Replacing a Running Executable in Linux

How to detach executable file from process in linux for live update

Normally an executable file cannot be overwritten while a process is started from this file. Is there a possibility to circumvent/break this lock?

Yes. Do not overwrite the executable; replace it.

That is, you save the new executable under a temporary name in the same directory (or anywhere in the same file system -- must be on the same mount!), then either rename() or link() the temporary file over the executable.

In a shell script, you can use mv -f newbinary oldbinary, if both newbinary and oldbinary are in the same file system and mount. In a Bash script, you might use something like

#!/bin/bash
BINDIR=/usr/bin

# Autoremoved work directory
Work="$(mktemp -d)" || exit 1
trap "cd / ; rm -rf '$Work'" EXIT

# ... Check if new binaries available ...
#     Otherwise: exit 0

# ... Download new binaries under "$Work/" ...

# Copy 'executable' to $BINDIR, under a temporary name
tempbin="executable.$PID-$RANDOM$RANDOM$RANDOM"
if ! mv -f "$Work/executable" "$BINDIR/$tempbin" ; then
    # Failed
    exit 1
elif ! mv -f "$BINDIR/$tempbin" "$BINDIR/executable" ; then
    # Failed
    exit 1
fi

# Successfully replced.
exit 0

This works on all POSIXy systems, because file name is completely separate of the inode that specifies its contents, access mode, ownership, timestamps, and so on.

In practice, the kernel will retain the old inode for as long as there are executables running it, or any process has it open. However, the file name will immediately point to the new inode, with the new executable contents. So, essentially, the rename/link simply changes which inode the file name refers to. That is also why the temporary file must reside on the same filesystem (same mount).

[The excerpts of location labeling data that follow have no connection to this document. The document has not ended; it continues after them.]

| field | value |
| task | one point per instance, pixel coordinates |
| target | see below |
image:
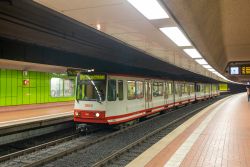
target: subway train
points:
(114, 99)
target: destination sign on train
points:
(245, 70)
(92, 77)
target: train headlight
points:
(97, 114)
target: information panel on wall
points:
(240, 69)
(245, 70)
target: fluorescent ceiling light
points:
(193, 53)
(151, 9)
(175, 34)
(201, 61)
(207, 66)
(212, 70)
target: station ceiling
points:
(218, 28)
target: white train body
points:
(113, 99)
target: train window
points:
(91, 90)
(112, 90)
(131, 90)
(68, 87)
(139, 89)
(56, 87)
(120, 90)
(157, 89)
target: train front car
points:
(90, 98)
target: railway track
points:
(55, 150)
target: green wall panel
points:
(14, 92)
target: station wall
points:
(31, 87)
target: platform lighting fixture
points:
(207, 66)
(193, 53)
(175, 34)
(151, 9)
(201, 61)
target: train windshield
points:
(91, 87)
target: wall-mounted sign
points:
(241, 69)
(26, 82)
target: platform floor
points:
(27, 113)
(218, 136)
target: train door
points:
(148, 94)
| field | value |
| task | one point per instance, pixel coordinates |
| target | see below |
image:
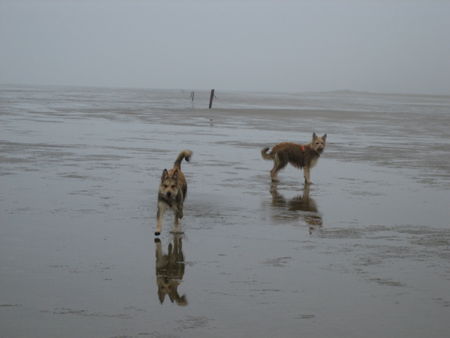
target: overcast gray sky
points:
(267, 45)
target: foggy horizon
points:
(397, 47)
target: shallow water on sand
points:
(364, 252)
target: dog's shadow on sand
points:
(170, 270)
(299, 208)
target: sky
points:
(396, 46)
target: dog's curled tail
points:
(185, 154)
(265, 154)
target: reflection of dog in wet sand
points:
(170, 271)
(172, 192)
(299, 155)
(303, 203)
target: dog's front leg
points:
(160, 217)
(178, 213)
(307, 174)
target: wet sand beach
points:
(363, 252)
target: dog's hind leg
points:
(160, 218)
(307, 174)
(178, 215)
(278, 164)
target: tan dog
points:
(299, 155)
(172, 192)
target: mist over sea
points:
(363, 252)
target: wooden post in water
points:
(211, 98)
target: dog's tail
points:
(265, 154)
(185, 154)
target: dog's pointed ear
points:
(175, 174)
(164, 174)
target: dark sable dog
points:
(299, 155)
(172, 192)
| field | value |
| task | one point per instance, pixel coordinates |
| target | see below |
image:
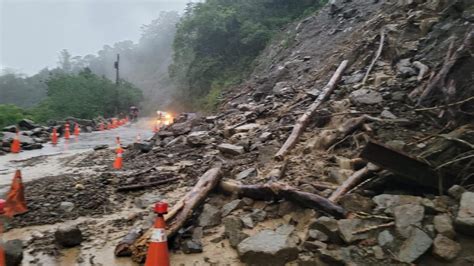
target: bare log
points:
(146, 185)
(303, 120)
(276, 191)
(377, 55)
(438, 81)
(185, 209)
(423, 69)
(351, 182)
(348, 127)
(123, 247)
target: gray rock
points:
(281, 87)
(27, 124)
(231, 206)
(247, 221)
(415, 246)
(267, 248)
(199, 138)
(378, 253)
(354, 78)
(233, 230)
(25, 140)
(191, 246)
(210, 216)
(365, 96)
(66, 206)
(456, 191)
(147, 199)
(445, 248)
(258, 215)
(251, 172)
(314, 245)
(231, 149)
(11, 129)
(68, 236)
(13, 252)
(444, 225)
(465, 219)
(247, 127)
(385, 238)
(406, 216)
(265, 136)
(388, 114)
(387, 202)
(347, 227)
(328, 226)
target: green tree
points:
(217, 41)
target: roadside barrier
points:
(157, 254)
(15, 202)
(76, 129)
(118, 163)
(54, 136)
(15, 147)
(67, 131)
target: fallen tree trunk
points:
(304, 119)
(276, 191)
(377, 55)
(351, 182)
(146, 185)
(405, 166)
(182, 212)
(438, 82)
(123, 247)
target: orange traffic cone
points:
(157, 254)
(16, 203)
(76, 129)
(15, 147)
(67, 131)
(118, 163)
(2, 252)
(54, 136)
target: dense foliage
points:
(85, 95)
(21, 90)
(10, 114)
(217, 41)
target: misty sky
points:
(32, 32)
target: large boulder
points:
(231, 149)
(365, 96)
(407, 216)
(444, 225)
(445, 248)
(13, 252)
(465, 218)
(68, 236)
(210, 216)
(233, 230)
(268, 248)
(415, 246)
(199, 138)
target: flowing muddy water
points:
(49, 160)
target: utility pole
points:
(117, 83)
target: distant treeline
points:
(180, 61)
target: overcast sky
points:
(32, 32)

The goal is the process (a long running task) should update itself with as little downtime as possible.

It is a common security hole to allow a process to change itself. Typically, it is not even allowed at all in POSIXy systems, unless the process is run with superuser privileges (i.e., as root or in Linux, with CAP_FOWNER capability). You do NOT want to do this.

(Just because it is common to do so, for example with PHP web stuff, does not make it sane or safe. If it did, then we'd have to agree that excrement tastes good, because there are billions of flies and dung beetles that think so. If you take a look, you'll find that such web services ALL have had severe security problems, some directly related to this update mechanism. Some maintainers of said package claim that problems during updates, like man-in-the-middle attacks, are the users' fault, not theirs, though. They're wrong, of course.)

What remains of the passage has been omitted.